Die Klausur begann mit einer Standortbestimmung. Es stellte sich heraus, dass es eine Reihe von Themen gab, die über die Jahre angebacken waren und nun bereinigt werden konnten. Die ehrenamtlichen Mitarbeiter sprachen den Wunsch aus, intensiver in die Prozesse des Vereins eingebunden zu werden. Als begleitende Berater wollten wir neben Lösungen für die ganz praktischen Fragen noch auf einer weiteren Ebene arbeiten, um zu prüfen, wie es um den Boden des Vereins bestellt ist. Mit den Fragen: ‚Warum gibt den Verein? Warum nimmt er sich dieser speziellen Aufgabe an?‘ kam die Mission des Vereins in den Raum und die Gruppe konnte sich gemeinsam über die Grundfesten des Vereins austauschen. Über sie (die Mission des Vereins) wurde lange und heiß diskutiert. Einerseits wurde sie erinnert: Warum und wofür sind wir einst angetreten? Was hatte uns begeistert und zusammengeholt? Andererseits wurde sie danach angeschaut, was sich inzwischen intern und im Wirkungsfeld des Vereins verändert hat. In dieser Diskussion zeigte sich sehr schlüssig, dass die Mission – der selbstgegebene Auftrag des Vereins – einen wesentlichen Schnittpunkt und die innere Klammer zwischen Vergangenheit und Zukunft bildet. Eine kluge Menge an Gedanken und Bausteine wurden zusammengetragen. Im Ergebnis wurde der Bedarf deutlich, ein Mission Statement zu formulieren.

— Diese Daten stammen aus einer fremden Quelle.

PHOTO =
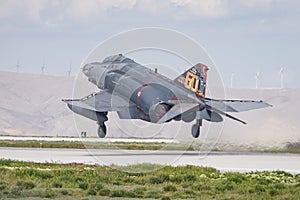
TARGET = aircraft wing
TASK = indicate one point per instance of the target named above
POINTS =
(101, 102)
(235, 105)
(176, 110)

Formulierung eines Mission Statements

Für die Einigung auf eine Mission müssen aber möglichst alle gewonnen werden, der Vorstand, die Mitarbeiter, die nicht dabei sein wollten oder konnten, die ehrenamtlich Mitarbeitenden. Dafür wurde zu einer zweiten Klausur eingeladen, diesmal mit Vertretern aller Bereiche, des Vorstandes und von ehrenamtlich Engagierten, die sich bewusst für eine Beteiligung an der Zukunftsgestaltung entschieden haben. Ihnen wurde der Zwischenstand präsentiert. Präzisierungen und Zuspitzungen zur Mission trafen immer deutlicher den inneren Kern des Vereins.

Ein Redaktionsteam fand sich zusammen, das nun den Auftrag hat, ein Statement zu formulieren. Danach geht es in alle Bereiche, um es zu hinterfragen und evtl. vernachlässigte Gedanken noch aufzunehmen.

Hier beginnt die offene Zukunft. Absehbar ist bereits jetzt: In mehreren Schleifen wird etwas entstehen, wozu jeder Beteiligte am Verein gut stehen kann. Das wird das eigentliche Prozessergebnis in diesem Verein sein. Es wird ein Mission Statement geben, das nützlich sein wird:

  • für eine Bewertung zukünftiger Projekte - Worauf wollen wir uns in Zukunft konzentrieren,
  • für die Einbeziehung von ehrenamtlich Mitarbeitenden - Welche Einladung sprechen wir an sie aus? Wie machen wir deutlich, wofür wir einstehen?
  • für die Teamentwicklung – Was eint uns in aller Unterschiedlichkeit?
  • für die Öffentlichkeitsarbeit – Wie drücken wir unsere Unverwechselbarkeit aus?
  • für die Akquise neuer Spender – Warum lohnt es sich, sich gerade bei uns zu engagieren?

Parallel wurde aber im Verein eine Bewegung ausgelöst, die neue Verbindung, neuen Kitt geschaffen und dem Verein eine neue Kontur geschenkt hat.